The Maccabees also sent ambassadors to Italy and negotiated a military alliance with the non-Jewish Roman Republic.  The Maccabees forced the Greeks to face a multi-front world war against Rome and its allies, rather than the rebellion of one small Jewish province.  The Greeks were forced to divide their forces.

After years of struggle, the Maccabees won, and drove the Greeks out of Jerusalem. Most Jews celebrated the survival of the Jewish religion as the miracle of Hanukkah.

The Maccabees then became kings of an independent Jewish kingdom. This also offended Jews who believed only a descendant of King David from the tribe of Judah could be king. The Maccabees were from the priestly tribe of Levi.  For centuries, Jewish tradition did not permit priests to be political leaders.

One hundred years later, two spoiled great-grandsons of the Maccabees ruined the miracle of Hanukkah. While fighting with each other over who should be king, one invited Pompeii, the commander of a nearby Roman army to help. Pompeii marched his army into Jerusalem and instead made Israel another conquered Roman province.

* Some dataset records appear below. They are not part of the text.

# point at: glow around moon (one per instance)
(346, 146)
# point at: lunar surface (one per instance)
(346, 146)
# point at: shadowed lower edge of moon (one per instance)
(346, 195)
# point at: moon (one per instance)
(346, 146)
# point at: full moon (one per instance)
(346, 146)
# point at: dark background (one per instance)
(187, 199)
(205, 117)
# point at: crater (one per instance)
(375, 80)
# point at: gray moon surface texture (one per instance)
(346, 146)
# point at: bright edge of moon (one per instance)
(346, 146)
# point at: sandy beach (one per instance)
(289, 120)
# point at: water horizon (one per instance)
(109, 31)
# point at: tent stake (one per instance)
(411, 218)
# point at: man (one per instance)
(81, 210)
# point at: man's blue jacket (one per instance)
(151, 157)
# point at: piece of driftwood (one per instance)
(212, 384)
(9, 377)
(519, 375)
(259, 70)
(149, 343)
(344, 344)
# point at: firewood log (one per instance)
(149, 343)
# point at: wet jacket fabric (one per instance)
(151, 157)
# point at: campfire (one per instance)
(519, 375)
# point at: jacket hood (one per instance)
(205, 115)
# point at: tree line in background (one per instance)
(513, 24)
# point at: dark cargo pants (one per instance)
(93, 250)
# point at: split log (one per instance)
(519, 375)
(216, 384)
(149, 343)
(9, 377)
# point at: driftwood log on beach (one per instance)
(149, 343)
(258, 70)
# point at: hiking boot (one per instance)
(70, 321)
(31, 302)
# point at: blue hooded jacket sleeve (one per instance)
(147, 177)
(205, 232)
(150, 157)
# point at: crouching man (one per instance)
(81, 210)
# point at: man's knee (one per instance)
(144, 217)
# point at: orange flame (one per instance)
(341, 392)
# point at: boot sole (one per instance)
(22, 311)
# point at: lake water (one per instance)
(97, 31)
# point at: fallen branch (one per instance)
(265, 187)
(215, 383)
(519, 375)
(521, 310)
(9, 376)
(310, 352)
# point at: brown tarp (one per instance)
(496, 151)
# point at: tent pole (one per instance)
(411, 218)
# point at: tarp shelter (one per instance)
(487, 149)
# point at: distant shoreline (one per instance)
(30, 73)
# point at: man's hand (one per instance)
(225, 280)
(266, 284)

Later, Jews inspired by the Hanukkah story rebelled against Rome three times.  During these rebellions, time, there were no miracles. The Romans destroyed the Jewish Temple and all Jerusalem. They sold hundreds of thousands of Jewish men, women, and children as slaves throughout the Roman Empire. The Romans even gave the ruined Jewish province a new name — “Palestine”.   The Jewish land of Israel was now named after the Philistines — the ancient Biblical enemies of Jews   During this time, Jewish leaders blamed these rebellions on “causeless hatred”, and excluded The Book of Macabees, and its stories of Hanukkah from the Jewish Bible.

Ironically, early Christians were inspired by the Hanukkah stories  that so many Jews wanted to forget.  During the year 64, the Roman Emperor Nero declared Christianity to be a subversive religion. He tried to wipe out Christianity just as the Greeks previously tried to wipe out Judaism. For the next 300 years, Roman soldiers arrested, tortured, and killed Christians throughout the Empire who refused to renounce their faith.  Some were covered with tar and burned alive as human torches. Others were fed to hungry lions in stadiums before cheering crowds.

Those early Christians kept their hope alive by remembering how God redeemed the Jews from the Greeks hundreds of years earlier.  They kept Book of Maccabees in their Bibles.

The Jewish holiday of Hanukkah is celebrated on a different day each year in the Western Calendar.  However, it always celebrated on the 25th day of the month of Kislev, the first winter month in the Hebrew calendar.  Each month of the Hebrew calendar starts with the new moon and has 29 or 30 days.  To catch up with a calendar based on the yearly cycle of the sun, a 13th month is added to the Hebrew calendar every few years. That is why Jewish holidays determined by the Hebrew calendar based on the moon’s monthly cycle  fall on different days each year on our Roman calendar based on the sun’s yearly cycle.  The New Testament does not specify the day Jesus was born.  However, roughly 300 years later, Christians began celebrating the birth of Jesus on the 25th day of the first winter month of the Roman calendar.  Coincidence?  Or something more?